Parallel For Loops
One of the big promises of the Epoch language is the ability to automatically move code around to various bits of host hardware. For example, suppose I write an app that relies on certain GPGPU logic, such as image filtering. Then, someone runs the app on a machine that lacks capable GPU hardware. Epoch programs should transparently relocate the GPGPU code over to the primary CPU, and do things like attempt to vectorize loops and such.
In other words, "write once, run everywhere. No, seriously - everywhere." Except Epoch doesn't suck like Java does [grin]
To provide this degree of flexibility, the Epoch VM obviously needs a serious arsenal of CPU-side parallelization tricks. It's no good to write solid, parallel code and then have it run in a single CPU thread.

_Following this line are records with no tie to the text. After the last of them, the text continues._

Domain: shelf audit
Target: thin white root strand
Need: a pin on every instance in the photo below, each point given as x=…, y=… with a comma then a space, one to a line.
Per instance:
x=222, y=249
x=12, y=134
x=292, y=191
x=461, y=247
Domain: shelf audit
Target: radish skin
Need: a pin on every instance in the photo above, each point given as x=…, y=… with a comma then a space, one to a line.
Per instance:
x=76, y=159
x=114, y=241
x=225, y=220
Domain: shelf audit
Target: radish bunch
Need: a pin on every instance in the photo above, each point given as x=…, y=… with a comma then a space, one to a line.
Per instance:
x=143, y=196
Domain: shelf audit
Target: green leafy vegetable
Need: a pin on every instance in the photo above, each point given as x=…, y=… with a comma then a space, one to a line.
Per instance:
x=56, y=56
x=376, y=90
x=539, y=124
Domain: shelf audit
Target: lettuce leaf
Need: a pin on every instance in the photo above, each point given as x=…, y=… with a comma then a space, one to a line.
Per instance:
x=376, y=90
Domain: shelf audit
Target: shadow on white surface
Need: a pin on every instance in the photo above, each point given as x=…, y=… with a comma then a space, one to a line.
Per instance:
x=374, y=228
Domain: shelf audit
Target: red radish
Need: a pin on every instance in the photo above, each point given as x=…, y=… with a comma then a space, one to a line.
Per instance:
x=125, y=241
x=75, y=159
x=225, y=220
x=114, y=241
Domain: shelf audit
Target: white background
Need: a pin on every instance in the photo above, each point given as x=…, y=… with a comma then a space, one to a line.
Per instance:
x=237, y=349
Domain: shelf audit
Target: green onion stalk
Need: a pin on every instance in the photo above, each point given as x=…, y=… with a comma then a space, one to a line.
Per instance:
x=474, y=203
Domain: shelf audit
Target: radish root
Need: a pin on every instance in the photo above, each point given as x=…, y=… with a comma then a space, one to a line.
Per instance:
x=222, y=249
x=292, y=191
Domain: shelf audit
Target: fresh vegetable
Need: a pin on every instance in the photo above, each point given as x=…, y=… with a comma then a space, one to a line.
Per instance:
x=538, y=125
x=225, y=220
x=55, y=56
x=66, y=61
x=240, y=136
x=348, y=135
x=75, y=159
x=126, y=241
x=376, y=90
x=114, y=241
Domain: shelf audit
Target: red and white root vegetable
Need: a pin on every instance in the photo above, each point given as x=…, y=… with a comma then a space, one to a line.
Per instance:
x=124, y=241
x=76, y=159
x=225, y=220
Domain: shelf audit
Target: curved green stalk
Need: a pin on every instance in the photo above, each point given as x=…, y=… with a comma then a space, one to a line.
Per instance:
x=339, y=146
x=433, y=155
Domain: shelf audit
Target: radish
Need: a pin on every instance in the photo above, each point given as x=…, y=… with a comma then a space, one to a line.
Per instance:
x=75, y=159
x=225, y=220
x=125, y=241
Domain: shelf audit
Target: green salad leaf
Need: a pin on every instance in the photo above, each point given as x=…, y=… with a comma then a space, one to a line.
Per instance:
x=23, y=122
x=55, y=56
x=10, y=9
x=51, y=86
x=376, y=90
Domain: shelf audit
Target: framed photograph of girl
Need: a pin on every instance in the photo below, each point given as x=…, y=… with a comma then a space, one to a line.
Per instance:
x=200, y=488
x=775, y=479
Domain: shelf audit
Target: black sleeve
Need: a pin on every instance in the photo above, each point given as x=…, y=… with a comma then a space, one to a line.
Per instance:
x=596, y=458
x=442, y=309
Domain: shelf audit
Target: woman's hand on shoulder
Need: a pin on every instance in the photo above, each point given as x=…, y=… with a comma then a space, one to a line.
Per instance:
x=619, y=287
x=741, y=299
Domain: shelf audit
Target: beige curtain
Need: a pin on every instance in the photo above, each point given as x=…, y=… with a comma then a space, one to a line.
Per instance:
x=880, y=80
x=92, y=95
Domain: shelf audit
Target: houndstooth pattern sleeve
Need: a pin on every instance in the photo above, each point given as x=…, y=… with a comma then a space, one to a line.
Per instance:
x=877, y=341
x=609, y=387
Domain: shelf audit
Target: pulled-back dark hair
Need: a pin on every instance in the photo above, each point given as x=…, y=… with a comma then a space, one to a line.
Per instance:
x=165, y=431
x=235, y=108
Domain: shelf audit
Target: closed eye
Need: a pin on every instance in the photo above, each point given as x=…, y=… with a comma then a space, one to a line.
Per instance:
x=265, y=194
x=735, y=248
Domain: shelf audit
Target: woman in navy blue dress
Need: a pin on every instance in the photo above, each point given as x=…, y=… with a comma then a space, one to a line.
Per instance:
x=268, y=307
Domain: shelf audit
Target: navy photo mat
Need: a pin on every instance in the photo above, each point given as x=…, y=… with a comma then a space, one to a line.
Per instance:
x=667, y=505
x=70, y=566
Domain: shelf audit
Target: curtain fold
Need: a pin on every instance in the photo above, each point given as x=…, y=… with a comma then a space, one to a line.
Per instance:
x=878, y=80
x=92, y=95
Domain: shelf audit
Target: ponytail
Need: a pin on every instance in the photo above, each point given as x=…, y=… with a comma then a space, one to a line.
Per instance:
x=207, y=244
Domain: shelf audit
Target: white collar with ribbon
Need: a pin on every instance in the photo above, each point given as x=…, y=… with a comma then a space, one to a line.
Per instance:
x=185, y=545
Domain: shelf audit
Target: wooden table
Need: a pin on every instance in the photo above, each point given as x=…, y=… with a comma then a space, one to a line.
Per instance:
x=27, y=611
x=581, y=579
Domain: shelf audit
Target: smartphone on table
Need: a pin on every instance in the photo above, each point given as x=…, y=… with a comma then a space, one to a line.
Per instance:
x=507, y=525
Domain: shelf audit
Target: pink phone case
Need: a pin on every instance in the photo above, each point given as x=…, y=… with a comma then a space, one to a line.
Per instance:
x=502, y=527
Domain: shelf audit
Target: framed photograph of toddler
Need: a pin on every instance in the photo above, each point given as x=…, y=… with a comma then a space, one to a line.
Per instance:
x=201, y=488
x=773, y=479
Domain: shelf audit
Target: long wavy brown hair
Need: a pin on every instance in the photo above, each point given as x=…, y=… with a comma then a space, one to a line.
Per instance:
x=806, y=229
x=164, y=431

A prime example is the "parallel for" concept, where a given set of calculations can be performed in parallel. In a traditional setting, you might see these calculations simply run in serial, in a single thread. The parallel-for construct allows you to split up that loop into chunks, and then feed each chunk to a worker thread to do the actual computations.
As I write this, I'm finishing up the polishing touches on Epoch's very own parallelfor loop. It's taken a couple of hours to really get all the semantics right, but the actual process of adding the control structure was surprisingly easy, albeit time consuming. This gives me a lot of hope for future expansions to the Epoch parallelization repertoire.
Of course, with Epoch, the big news right now is Release 9; as I've mentioned before I plan to debut R9 at GDC'10 this year. (Don't worry, I'll post the release package on the project site the same day [smile])
That leaves me with scant few hours to finish up the release package. I'm down to evenings and potentially a small chunk of time on Saturday, and then Sunday afternoon I leave for San Francisco. Nothing like a little bit of pressure to keep you on your toes...
The only really significant chunk of work left is to add the CPU failover logic so that when a suitable GPU is not present, the CUDA extension defers to standard CPU execution. This is slightly important because my demo machine (aka. my notebook) doesn't have a CUDA-ready GPU. It'd kind of look bad to present the project and show it failing to work correctly [grin]
After that, it's down to lots of small detail work; getting the release ready is a fairly involved process, as I'm doing my best not to release totally broken code. Unfortunately, many of these tasks are hard to predict and plan around, so I have no idea at this point if I'll be able to hit my desired R9 deadline.
But, hey, you can sleep when you're dead, right?